The recent editorial highlighting the Cato Institute report that claimed the current welfare system is so generous it discourages people from working could not be more off base.

The Cato Institute's report was not an analysis of the facts, but an ideological piece driven by their dislike of government, taxes, and the poor.

Cato wrongly assumes that non-working families receive every available safety net benefit, while assuming that families with a working parent receive no benefits at all, except for tax credits.

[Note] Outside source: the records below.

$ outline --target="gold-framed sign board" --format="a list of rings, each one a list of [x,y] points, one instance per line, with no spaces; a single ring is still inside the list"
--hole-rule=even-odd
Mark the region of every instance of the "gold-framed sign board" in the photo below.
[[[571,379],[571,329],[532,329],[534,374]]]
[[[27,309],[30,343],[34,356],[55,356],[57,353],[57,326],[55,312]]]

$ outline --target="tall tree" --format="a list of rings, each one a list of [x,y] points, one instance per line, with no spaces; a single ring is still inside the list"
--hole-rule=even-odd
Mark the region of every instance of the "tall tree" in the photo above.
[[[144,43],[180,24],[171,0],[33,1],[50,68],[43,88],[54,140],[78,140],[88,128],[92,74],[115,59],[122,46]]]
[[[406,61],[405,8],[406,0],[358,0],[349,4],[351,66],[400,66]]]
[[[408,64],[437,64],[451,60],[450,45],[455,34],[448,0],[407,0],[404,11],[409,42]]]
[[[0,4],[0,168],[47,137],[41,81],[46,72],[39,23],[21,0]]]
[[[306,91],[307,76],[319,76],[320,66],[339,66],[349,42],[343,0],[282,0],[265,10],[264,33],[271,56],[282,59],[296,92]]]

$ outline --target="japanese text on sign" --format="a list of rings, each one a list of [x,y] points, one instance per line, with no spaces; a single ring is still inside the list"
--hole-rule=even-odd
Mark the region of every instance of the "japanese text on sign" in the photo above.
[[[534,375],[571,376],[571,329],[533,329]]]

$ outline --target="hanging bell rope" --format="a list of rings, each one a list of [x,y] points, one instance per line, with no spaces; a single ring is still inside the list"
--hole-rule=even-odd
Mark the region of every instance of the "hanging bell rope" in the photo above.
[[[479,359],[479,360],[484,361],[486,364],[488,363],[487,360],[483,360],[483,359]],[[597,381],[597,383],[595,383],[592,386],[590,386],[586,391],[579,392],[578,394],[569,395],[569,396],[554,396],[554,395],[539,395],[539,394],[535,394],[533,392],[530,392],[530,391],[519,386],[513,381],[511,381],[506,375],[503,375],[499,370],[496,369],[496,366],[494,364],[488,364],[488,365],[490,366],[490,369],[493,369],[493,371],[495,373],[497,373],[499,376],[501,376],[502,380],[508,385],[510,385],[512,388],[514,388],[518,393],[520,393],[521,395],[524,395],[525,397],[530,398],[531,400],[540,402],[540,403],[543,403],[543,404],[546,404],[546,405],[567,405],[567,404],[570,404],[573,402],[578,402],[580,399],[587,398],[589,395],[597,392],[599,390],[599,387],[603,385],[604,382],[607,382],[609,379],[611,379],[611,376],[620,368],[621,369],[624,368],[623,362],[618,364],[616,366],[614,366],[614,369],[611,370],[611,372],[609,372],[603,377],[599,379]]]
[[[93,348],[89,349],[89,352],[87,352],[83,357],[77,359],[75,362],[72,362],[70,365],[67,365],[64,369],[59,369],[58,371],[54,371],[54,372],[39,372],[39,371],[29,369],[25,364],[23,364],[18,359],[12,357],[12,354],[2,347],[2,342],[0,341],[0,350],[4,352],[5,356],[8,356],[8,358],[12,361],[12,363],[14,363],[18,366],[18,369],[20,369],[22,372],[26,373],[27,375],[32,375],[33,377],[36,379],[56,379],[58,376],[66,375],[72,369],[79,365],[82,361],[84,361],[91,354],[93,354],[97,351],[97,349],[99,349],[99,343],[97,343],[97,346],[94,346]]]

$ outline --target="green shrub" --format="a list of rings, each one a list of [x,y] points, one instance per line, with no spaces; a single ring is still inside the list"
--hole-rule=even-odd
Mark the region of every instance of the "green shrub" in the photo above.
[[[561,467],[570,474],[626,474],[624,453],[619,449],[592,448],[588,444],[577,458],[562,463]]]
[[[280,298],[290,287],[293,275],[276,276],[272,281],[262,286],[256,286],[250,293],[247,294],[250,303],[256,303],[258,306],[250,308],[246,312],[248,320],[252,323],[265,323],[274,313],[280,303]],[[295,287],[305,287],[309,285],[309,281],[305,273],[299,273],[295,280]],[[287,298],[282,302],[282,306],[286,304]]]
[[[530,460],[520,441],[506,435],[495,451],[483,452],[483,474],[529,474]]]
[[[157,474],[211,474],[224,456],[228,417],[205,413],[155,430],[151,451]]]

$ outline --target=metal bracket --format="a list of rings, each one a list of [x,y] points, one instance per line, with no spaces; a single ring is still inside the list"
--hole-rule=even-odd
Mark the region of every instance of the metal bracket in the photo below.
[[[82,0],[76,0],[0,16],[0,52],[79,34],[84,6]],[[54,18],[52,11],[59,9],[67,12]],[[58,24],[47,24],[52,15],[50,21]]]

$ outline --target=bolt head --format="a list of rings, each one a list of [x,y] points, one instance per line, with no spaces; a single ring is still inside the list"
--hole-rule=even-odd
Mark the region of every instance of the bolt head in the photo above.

But these assumptions are in direct contradiction to the facts.  

Eighty-six percent of children on Medicaid and 87 percent of children on SNAP (Supplemental Nutrition Assistance Program) have a working parent, while only 16 percent of SNAP recipients and 8 percent of WIC recipients also receive TANF (Temporary Assistance for Needy Families). These are just a few of the flaws in Cato's analysis, and already their conclusion has fallen apart.

Only by ignoring the facts can Cato support their position. Contrary to their ideological beliefs, the programs that Cato is attacking provide important support for working families struggling with low wages.

If Cato were serious about the balance between welfare and work, they would be applauding Obamacare and encouraging states to expand Medicaid, which will make it easier for Medicaid recipients to work without fearing the loss of health insurance.

Sean O'Leary

Charleston

O'Leary is a policy analyst for the West Virginia Center on Budget and Policy.